Rupee to Weaken Long-Term, Stocks to Deliver Low-Mid Teens Returns in 2026: Expert
Expert View: Rupee's Trajectory & Stock Market Outlook for 2026

In an exclusive interview, Shahzad Madon, the Managing Director and CEO of TCG Asset Management Company (AMC), provided a detailed outlook on the trajectory of the Indian rupee, the stock market's potential in 2026, and the future path of interest rates set by the Reserve Bank of India (RBI) and the US Federal Reserve. His analysis points to a nuanced picture of cautious optimism for equities alongside a gradual depreciation pressure on the domestic currency.

The Indian Rupee: A Medium-Term Weakening Bias

When asked about the rupee's position by the end of the fiscal year 2026, Madon highlighted a historical pattern of gradual depreciation against the US dollar over the past three decades. He noted that this trend often sees steep declines following major economic crises, global financial shocks, or external pressures like volatile oil prices.

The expert pointed out that India's widened current account deficit is currently contributing to a weaker bias for the rupee, especially amid global US dollar strength. While predicting short-term movements is challenging, Madon believes that over the medium to long term, the Indian currency is likely to remain on a weakening trajectory.

Stock Market Outlook: Constructive for 2026 with Selective Opportunities

Shifting focus to equities, Madon expressed a constructive view for the Indian stock market in 2026. He stated that the market appears to be entering an earnings upgrade cycle, with upcoming data expected to reinforce this positive trend. Although valuations have moderated from their peaks, he described the market as neither expensive nor undervalued on a broader basis.

Supported by improving corporate earnings and a constructive macroeconomic backdrop, Madon projected that the market is well-positioned to potentially deliver returns in the low to mid-teens percentage range in 2026. However, he emphasized that the real opportunity lies in specific pockets of the broad market where stocks are trading at reasonable valuations and have the potential for outsized earnings growth.

Broad Market Revival and Earnings Upgrade Cycle

Addressing the significant underperformance of the Nifty 500 index compared to the Nifty 50 since late 2024, Madon sees a potential reversal. This underperformance, which stands at nearly 10%, has increased the relative attractiveness of the wider market. Backed by supportive monetary and fiscal policies, he anticipates a broad-based earnings revival in India over the next few quarters, which could help the Nifty 500 reverse its trend of underperformance in the coming year.

On the upcoming earnings season, Madon was optimistic. He strongly believes that the earnings downgrade cycle in India is likely over, and the economy is transitioning into an earnings upgrade phase. Robust agricultural output, subdued inflation, solid balance sheets in the corporate and financial sectors, favourable monetary conditions, and continued reforms are expected to boost the earnings growth trajectory. On the external front, he expects service exports to remain strong, though merchandise exports may face some headwinds.

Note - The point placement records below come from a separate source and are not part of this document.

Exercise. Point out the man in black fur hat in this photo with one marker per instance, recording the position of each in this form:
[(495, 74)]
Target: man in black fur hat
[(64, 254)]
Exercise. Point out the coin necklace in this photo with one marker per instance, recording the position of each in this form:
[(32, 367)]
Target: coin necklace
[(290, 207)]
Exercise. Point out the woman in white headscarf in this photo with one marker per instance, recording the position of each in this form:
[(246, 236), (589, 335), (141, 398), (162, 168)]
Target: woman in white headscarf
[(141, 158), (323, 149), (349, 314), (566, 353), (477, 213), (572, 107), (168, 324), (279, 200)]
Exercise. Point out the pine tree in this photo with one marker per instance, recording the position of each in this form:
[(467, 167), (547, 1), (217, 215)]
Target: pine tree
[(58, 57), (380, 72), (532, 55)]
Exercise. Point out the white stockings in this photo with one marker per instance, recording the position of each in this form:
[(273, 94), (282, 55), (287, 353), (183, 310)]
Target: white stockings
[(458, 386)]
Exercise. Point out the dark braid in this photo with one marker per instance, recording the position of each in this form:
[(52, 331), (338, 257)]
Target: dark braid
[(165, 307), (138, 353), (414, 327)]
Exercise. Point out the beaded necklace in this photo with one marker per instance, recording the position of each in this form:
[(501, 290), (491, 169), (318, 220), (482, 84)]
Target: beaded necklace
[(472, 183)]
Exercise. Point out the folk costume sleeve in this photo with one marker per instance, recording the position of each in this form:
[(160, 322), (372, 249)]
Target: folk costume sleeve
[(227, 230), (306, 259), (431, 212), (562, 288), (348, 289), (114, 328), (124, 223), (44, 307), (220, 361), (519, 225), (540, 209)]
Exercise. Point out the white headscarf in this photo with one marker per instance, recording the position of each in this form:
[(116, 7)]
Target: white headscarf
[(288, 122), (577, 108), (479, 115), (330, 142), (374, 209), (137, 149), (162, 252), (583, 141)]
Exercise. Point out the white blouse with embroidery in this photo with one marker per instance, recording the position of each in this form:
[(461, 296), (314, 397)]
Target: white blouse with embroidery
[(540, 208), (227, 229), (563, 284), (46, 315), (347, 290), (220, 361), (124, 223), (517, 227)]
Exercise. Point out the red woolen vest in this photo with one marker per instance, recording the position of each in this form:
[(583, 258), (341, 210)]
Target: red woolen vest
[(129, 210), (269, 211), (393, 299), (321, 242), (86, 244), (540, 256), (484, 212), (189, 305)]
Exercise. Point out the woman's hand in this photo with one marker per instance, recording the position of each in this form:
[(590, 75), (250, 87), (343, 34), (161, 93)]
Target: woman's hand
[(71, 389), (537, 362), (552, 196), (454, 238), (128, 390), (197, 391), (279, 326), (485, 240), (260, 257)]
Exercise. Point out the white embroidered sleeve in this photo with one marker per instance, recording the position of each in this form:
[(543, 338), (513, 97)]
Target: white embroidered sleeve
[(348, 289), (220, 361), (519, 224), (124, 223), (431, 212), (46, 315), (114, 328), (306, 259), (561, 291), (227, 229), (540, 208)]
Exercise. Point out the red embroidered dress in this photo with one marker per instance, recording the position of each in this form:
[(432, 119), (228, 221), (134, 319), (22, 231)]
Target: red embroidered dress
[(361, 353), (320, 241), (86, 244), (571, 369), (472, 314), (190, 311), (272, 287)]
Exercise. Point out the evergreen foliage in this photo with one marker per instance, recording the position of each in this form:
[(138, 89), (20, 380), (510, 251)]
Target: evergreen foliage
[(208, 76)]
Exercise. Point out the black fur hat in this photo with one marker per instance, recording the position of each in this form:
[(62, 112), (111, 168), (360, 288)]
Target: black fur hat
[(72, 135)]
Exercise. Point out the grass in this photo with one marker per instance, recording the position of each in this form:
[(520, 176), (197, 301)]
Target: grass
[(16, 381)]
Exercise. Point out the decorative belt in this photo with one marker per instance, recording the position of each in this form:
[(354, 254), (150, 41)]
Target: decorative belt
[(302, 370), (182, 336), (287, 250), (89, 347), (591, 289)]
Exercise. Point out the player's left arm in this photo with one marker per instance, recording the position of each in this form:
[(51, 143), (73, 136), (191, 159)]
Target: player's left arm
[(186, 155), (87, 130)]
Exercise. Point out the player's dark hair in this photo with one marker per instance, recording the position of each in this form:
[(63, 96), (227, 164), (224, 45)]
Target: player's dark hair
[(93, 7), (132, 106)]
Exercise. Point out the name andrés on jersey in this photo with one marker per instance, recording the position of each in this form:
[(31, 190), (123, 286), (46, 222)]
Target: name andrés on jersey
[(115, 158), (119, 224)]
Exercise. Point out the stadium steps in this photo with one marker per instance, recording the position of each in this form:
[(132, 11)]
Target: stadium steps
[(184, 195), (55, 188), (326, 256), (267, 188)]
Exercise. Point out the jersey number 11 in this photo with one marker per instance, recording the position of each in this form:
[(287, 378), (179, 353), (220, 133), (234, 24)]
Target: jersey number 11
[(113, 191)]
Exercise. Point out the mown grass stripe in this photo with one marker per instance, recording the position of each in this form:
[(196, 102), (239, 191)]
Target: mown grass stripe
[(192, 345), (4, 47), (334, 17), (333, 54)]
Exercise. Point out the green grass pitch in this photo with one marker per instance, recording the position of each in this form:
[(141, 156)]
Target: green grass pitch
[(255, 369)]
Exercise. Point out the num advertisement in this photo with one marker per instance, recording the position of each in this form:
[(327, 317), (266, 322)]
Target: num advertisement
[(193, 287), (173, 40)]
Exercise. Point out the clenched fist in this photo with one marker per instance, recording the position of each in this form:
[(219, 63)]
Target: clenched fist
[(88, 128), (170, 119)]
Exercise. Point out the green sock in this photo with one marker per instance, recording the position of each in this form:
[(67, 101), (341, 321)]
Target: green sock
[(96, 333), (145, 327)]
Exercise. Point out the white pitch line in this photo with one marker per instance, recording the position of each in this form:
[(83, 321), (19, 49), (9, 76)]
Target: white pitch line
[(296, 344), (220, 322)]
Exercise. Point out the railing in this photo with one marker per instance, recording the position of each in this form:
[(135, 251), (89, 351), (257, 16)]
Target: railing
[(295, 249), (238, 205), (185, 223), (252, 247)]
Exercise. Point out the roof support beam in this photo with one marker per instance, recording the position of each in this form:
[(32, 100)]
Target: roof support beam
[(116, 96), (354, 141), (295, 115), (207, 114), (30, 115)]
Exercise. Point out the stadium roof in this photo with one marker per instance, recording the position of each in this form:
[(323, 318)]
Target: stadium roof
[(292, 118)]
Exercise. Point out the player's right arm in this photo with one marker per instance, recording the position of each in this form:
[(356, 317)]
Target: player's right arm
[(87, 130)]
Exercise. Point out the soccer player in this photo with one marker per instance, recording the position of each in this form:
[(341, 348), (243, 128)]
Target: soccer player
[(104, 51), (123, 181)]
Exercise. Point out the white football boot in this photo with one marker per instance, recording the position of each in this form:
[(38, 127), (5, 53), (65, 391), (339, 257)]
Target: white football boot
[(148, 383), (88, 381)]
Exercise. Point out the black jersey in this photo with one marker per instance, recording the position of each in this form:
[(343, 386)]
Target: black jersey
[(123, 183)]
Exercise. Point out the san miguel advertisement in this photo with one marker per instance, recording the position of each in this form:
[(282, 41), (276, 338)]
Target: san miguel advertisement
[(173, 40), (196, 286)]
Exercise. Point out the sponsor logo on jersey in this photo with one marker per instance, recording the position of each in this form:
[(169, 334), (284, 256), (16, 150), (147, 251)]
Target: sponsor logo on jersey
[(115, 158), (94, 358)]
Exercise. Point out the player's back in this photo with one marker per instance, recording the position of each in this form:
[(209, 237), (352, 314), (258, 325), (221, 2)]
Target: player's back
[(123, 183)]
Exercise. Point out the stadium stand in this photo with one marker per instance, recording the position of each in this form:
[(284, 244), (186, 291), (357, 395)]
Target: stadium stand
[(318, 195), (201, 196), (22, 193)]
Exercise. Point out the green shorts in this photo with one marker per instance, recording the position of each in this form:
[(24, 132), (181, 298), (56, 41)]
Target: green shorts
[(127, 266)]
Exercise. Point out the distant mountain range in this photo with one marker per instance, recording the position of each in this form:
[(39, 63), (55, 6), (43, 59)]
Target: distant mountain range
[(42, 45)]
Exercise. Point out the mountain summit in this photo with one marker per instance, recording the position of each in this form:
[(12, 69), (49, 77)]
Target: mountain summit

Interest Rate Trajectory: RBI and Fed Policy Impact

Regarding domestic monetary policy, Madon noted that from February to December 2025, the RBI cumulatively reduced the repo rate by 125 basis points, bringing it down from 6.50% to 5.25%. This aggressive easing was possible as India's retail inflation eased to multi-year lows, with the Consumer Price Index (CPI) falling below 2% in 2025, well under the central bank's target range.

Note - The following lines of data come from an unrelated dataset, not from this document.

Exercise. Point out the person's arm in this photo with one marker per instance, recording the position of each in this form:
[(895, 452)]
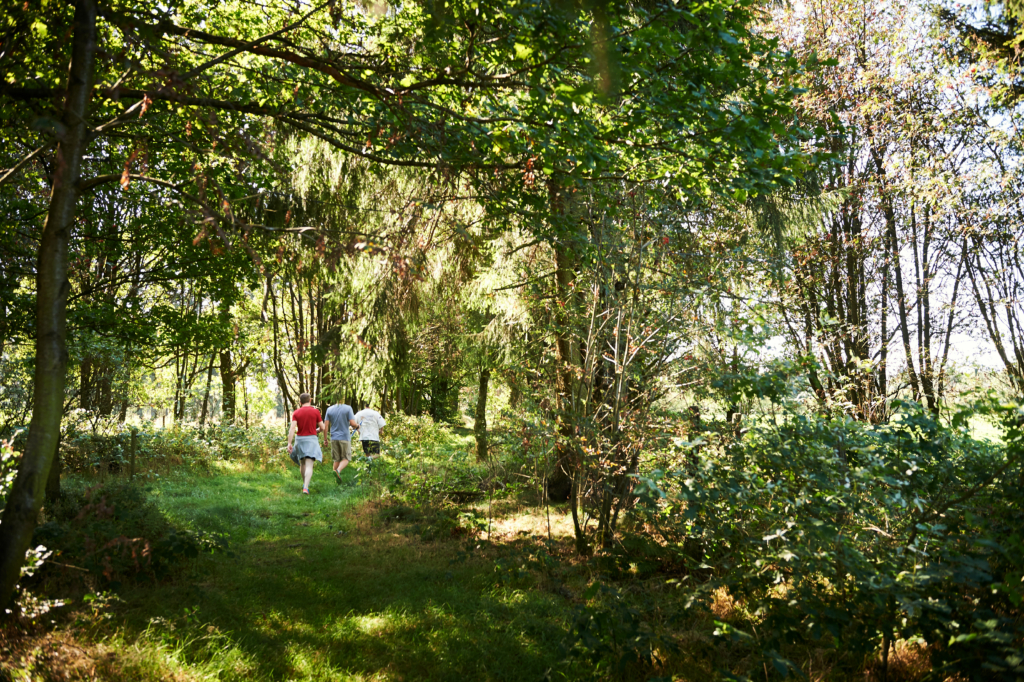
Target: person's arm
[(291, 435)]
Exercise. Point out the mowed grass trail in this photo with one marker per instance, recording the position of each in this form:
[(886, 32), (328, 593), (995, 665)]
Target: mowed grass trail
[(320, 589)]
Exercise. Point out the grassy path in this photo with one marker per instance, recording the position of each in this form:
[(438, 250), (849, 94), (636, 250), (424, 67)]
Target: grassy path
[(320, 589)]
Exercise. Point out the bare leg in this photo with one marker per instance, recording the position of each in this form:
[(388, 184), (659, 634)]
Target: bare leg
[(307, 471)]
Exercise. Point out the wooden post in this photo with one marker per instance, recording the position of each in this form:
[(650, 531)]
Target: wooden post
[(134, 443)]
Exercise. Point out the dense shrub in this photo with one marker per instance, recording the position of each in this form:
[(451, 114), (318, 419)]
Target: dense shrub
[(838, 534), (113, 533), (105, 446)]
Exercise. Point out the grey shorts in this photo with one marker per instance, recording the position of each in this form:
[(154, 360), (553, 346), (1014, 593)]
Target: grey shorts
[(306, 448), (341, 450)]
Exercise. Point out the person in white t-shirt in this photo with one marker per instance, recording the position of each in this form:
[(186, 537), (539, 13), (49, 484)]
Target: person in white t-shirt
[(370, 423)]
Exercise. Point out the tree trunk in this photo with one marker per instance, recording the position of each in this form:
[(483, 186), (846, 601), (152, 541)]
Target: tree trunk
[(227, 388), (560, 482), (53, 480), (52, 287), (206, 393), (480, 426)]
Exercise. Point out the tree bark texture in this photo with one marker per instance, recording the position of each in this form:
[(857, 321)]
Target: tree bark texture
[(52, 288), (560, 482), (480, 425)]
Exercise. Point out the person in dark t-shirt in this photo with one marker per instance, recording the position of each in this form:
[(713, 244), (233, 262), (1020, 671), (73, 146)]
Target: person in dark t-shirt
[(303, 443)]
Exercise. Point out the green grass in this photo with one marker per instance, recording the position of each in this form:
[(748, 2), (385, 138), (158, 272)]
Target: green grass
[(320, 589)]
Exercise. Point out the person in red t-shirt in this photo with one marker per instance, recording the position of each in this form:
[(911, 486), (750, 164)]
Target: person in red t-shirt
[(303, 443)]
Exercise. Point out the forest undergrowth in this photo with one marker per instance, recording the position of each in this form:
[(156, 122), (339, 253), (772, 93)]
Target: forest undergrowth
[(824, 549)]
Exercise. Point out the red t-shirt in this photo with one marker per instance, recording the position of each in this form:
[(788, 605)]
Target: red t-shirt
[(307, 417)]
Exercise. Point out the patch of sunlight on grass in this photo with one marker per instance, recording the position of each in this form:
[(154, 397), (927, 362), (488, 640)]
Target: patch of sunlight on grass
[(983, 429)]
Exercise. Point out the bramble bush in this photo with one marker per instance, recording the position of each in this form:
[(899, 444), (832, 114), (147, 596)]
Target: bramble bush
[(104, 446), (112, 533), (841, 535)]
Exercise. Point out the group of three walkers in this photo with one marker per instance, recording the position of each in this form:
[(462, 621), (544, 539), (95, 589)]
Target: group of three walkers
[(303, 441)]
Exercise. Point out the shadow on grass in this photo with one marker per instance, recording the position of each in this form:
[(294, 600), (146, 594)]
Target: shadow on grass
[(317, 589)]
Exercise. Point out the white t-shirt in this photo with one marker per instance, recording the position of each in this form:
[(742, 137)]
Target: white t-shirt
[(371, 423)]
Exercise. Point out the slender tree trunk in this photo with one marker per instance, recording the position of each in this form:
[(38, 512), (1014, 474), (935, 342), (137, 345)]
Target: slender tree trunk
[(480, 426), (890, 216), (52, 288), (227, 379), (206, 393), (560, 482)]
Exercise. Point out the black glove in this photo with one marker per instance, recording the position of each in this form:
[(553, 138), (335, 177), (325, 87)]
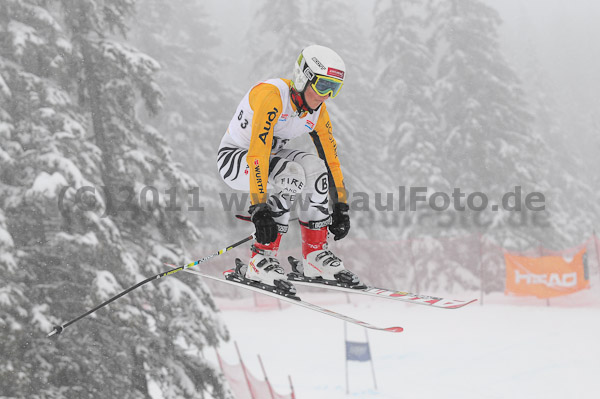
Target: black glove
[(266, 228), (340, 221)]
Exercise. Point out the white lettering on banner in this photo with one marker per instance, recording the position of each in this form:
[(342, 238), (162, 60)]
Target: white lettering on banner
[(566, 280)]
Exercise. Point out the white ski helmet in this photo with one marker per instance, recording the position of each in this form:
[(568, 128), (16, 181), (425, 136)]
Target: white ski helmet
[(318, 61)]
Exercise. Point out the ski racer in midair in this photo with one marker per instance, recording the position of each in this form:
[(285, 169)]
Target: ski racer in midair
[(252, 157)]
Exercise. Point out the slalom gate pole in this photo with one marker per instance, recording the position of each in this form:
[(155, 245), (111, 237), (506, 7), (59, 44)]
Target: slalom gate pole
[(60, 328)]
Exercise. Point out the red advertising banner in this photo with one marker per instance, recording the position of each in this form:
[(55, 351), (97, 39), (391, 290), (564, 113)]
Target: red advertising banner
[(546, 276)]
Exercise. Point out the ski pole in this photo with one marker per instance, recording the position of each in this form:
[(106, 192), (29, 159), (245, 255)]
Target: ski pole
[(59, 328)]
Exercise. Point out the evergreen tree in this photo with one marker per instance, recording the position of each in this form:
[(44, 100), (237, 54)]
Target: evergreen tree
[(406, 64), (487, 139), (70, 128)]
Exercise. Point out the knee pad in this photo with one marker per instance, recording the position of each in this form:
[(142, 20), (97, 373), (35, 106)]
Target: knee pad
[(288, 177)]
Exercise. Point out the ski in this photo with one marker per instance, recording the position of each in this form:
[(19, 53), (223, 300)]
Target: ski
[(233, 278), (298, 279)]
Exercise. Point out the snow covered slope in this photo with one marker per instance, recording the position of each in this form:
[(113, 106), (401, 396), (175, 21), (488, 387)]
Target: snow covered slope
[(490, 351)]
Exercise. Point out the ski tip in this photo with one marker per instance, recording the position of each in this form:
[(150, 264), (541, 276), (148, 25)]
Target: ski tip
[(394, 329)]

This low-inflation environment provides the RBI with flexibility to lower rates to encourage growth and boost economic activity. However, Madon cautioned that while policy will remain supportive, the RBI's future decisions will be influenced by the global monetary environment. Considering trends in US and Japanese bond yields and the recent depreciation of the rupee, he suggested that the bulk of the rate-cutting cycle may already be behind us.

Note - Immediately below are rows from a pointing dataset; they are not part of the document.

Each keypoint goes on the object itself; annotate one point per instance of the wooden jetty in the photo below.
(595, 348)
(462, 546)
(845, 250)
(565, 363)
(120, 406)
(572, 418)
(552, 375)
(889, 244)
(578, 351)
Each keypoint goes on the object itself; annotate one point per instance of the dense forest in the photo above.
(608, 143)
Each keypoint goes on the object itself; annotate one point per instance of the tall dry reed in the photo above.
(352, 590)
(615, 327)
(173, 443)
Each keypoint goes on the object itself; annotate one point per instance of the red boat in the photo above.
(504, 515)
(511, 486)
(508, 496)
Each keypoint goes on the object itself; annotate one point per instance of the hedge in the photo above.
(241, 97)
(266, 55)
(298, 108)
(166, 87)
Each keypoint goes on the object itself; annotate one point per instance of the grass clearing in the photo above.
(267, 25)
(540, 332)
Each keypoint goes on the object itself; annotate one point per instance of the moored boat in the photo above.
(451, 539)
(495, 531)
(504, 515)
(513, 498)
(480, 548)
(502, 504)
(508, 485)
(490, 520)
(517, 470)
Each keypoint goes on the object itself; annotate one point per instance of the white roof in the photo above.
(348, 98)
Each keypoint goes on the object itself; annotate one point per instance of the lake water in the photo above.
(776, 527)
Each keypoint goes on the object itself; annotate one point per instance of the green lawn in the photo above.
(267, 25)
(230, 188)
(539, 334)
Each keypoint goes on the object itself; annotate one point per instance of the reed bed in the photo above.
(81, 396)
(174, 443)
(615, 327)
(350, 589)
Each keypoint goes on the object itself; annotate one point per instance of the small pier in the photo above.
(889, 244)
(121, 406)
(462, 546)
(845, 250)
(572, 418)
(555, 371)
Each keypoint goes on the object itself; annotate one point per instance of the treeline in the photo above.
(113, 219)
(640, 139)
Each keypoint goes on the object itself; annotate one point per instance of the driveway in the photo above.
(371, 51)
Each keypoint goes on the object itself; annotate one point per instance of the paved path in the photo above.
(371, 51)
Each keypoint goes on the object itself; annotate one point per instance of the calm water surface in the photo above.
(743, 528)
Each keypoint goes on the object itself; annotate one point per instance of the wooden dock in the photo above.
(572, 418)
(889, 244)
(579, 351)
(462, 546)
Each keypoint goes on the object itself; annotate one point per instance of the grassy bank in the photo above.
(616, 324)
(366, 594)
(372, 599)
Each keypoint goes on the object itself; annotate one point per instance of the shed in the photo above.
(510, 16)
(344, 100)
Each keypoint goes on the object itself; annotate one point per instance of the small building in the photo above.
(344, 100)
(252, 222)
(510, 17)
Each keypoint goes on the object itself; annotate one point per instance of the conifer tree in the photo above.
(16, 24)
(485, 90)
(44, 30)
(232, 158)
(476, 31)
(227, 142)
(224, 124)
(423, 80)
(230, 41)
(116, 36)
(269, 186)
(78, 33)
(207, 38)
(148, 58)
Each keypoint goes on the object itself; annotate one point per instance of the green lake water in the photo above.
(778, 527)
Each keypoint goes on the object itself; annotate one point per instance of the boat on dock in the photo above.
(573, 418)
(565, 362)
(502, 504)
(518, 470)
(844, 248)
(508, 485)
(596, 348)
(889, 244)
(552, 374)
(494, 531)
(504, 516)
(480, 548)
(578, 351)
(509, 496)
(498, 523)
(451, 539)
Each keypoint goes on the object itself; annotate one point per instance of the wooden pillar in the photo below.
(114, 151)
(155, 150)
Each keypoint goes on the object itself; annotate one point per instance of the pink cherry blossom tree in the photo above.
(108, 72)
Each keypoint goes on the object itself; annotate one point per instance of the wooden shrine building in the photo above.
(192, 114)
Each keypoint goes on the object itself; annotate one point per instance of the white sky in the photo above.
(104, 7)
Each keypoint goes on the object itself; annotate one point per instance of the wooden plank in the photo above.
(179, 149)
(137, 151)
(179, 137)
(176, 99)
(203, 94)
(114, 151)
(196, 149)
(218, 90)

On the US Federal Reserve, Madon observed that it has cut interest rates three times this year, bringing the target range to 3.5%-3.75%. With unemployment and inflation rising against a backdrop of new tariffs, and the Fed Chair acknowledging peak tariff impacts in Q1 2026, the current outlook is neutral to slightly hawkish. The Fed projects only one rate cut each in 2026 and 2027.

These Fed rate cuts are likely to enhance capital flows into emerging markets like India by improving their relative attractiveness for foreign investors, which could, in turn, provide some support to the Indian rupee. The Fed's moves also give the RBI additional room to ease its own monetary policy to support domestic growth while maintaining a neutral stance.